The Essex Region Conservation Authority has said in the past that those living along the shore are at risk and should consider relocation — but several homeowners tell CBC News they have no plans to leave.
One resident said "it's beautiful" while another told CBC News, "Not for sale."
Resident Curtis Fitzpatrick has to sell his house for personal reasons — but the flooding has him worried about making the sale.
"There's no way anyone's going to buy a house around here. That's ridiculous."
'It's a beautiful area'
He added that for those wanting to stay, it's worth it because of how nice it is to live on the shore.
"It's a beautiful area, that's the bottom line.... We've got to save our land."

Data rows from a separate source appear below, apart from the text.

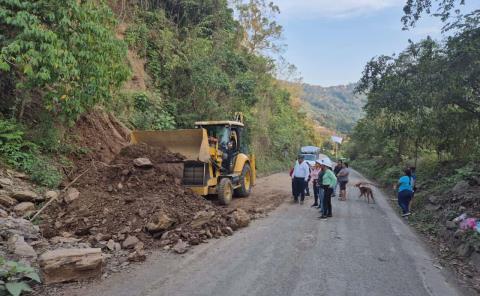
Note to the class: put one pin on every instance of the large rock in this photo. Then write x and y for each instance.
(137, 256)
(16, 244)
(26, 195)
(160, 223)
(10, 226)
(64, 265)
(130, 242)
(242, 219)
(475, 260)
(460, 188)
(143, 163)
(451, 225)
(24, 208)
(5, 182)
(180, 247)
(465, 250)
(3, 213)
(51, 194)
(7, 201)
(71, 195)
(201, 218)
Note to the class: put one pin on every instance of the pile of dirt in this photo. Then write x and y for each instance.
(439, 215)
(101, 134)
(136, 199)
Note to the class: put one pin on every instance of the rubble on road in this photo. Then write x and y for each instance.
(131, 201)
(64, 265)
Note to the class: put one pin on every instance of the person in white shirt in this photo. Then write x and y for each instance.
(300, 175)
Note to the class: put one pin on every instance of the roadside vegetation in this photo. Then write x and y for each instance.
(423, 110)
(60, 60)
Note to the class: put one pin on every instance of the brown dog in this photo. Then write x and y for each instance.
(365, 191)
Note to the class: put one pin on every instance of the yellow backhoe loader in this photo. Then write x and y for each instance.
(216, 161)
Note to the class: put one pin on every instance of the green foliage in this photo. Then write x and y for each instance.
(335, 107)
(423, 101)
(25, 155)
(15, 277)
(65, 50)
(201, 68)
(445, 9)
(150, 114)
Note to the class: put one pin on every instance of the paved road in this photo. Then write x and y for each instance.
(363, 250)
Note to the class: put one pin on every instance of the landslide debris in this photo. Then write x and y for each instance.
(135, 202)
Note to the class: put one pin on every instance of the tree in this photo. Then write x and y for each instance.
(260, 30)
(445, 9)
(63, 52)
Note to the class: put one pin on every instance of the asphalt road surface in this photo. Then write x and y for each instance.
(363, 250)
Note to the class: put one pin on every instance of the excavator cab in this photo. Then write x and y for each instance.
(217, 161)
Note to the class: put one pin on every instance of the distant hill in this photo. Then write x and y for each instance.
(335, 107)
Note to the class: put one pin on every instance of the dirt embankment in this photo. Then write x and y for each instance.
(143, 200)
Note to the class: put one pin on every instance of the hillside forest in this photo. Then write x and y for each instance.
(423, 104)
(149, 64)
(336, 107)
(423, 111)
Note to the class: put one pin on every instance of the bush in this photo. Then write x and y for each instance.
(15, 277)
(24, 155)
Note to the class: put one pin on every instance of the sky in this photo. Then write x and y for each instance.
(330, 41)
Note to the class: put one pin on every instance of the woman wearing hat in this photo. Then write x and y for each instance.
(316, 175)
(328, 184)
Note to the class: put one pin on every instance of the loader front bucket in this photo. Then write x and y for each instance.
(191, 143)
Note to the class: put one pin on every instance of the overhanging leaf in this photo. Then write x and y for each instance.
(16, 289)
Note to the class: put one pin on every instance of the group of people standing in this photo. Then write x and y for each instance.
(324, 178)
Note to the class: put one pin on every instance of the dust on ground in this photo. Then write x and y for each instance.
(268, 194)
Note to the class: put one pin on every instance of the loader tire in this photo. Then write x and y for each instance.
(245, 182)
(225, 191)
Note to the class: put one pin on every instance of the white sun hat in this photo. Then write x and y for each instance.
(326, 162)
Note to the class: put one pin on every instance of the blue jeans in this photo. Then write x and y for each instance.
(404, 198)
(321, 195)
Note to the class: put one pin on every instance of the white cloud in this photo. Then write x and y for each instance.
(332, 8)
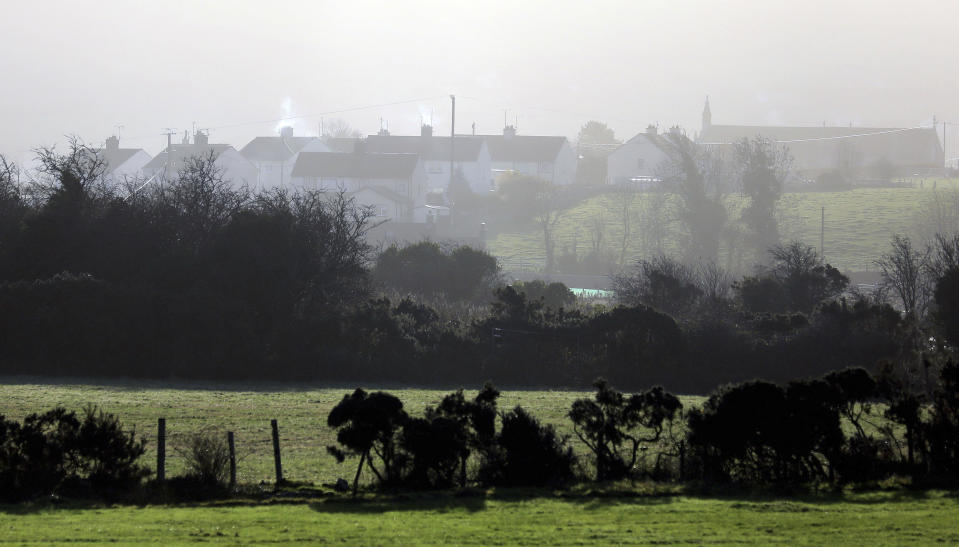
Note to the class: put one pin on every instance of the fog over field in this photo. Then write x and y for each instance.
(85, 68)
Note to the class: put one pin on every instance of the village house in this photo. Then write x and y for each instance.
(471, 162)
(392, 186)
(234, 168)
(274, 157)
(122, 163)
(817, 150)
(640, 160)
(549, 158)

Peter Neufeld, CAO for The Municipality of Leamington, said storms like the one that hit the region this week are happening more and more often.
"What we are seeing is that these sorts of storms are the norm. What used to be considered a hundred year storm are now the annual storm," he said.
He added the safety of the people who live in the area is a priority for the municipality but that it has limited tools to actually prevent lake water from coming on to the shore.
Neufeld explained the municipality works closely with ERCA. When flooding happens, the municipality takes action to clear out the roads and clean up infrastructure.
Fitzpatrick said he'd like to see the municipality do more to protect the area. He argued that flooding could be reduced if there was a law in place ensuring that every shoreline home has a break wall in place.
Flood Plain Mapping coming
Neufeld said it can be "problematic" having an inconsistent infrastructure break wall from one end to the other, but added while break walls do help stop erosion, they don't actually keep the water from coming through.
Moving forward, he said the municipality is working to better understand the problem and has applied for funding from upper levels of government to support its Flood Plain Mapping project, which should be completed by March of 2020.
The goal of the project is to understand exactly where the weak points are.
"What are some mitigation strategies? And perhaps that will even lead to a discussion around where is it not sustainable? And if it's not sustainable, what are the options? And maybe one option is relocation," he said.
"The problem is that the municipality does not have the funds or the ability to execute a relocation program without the involvement of the province and or the federal government in that program."
He says he understands it's a difficult situation for those living in the area and he feels for them.
"We are doing what we can with the tools that we have to try and keep them safe," he said. "It's going to take some study to figure out what our options are going forward."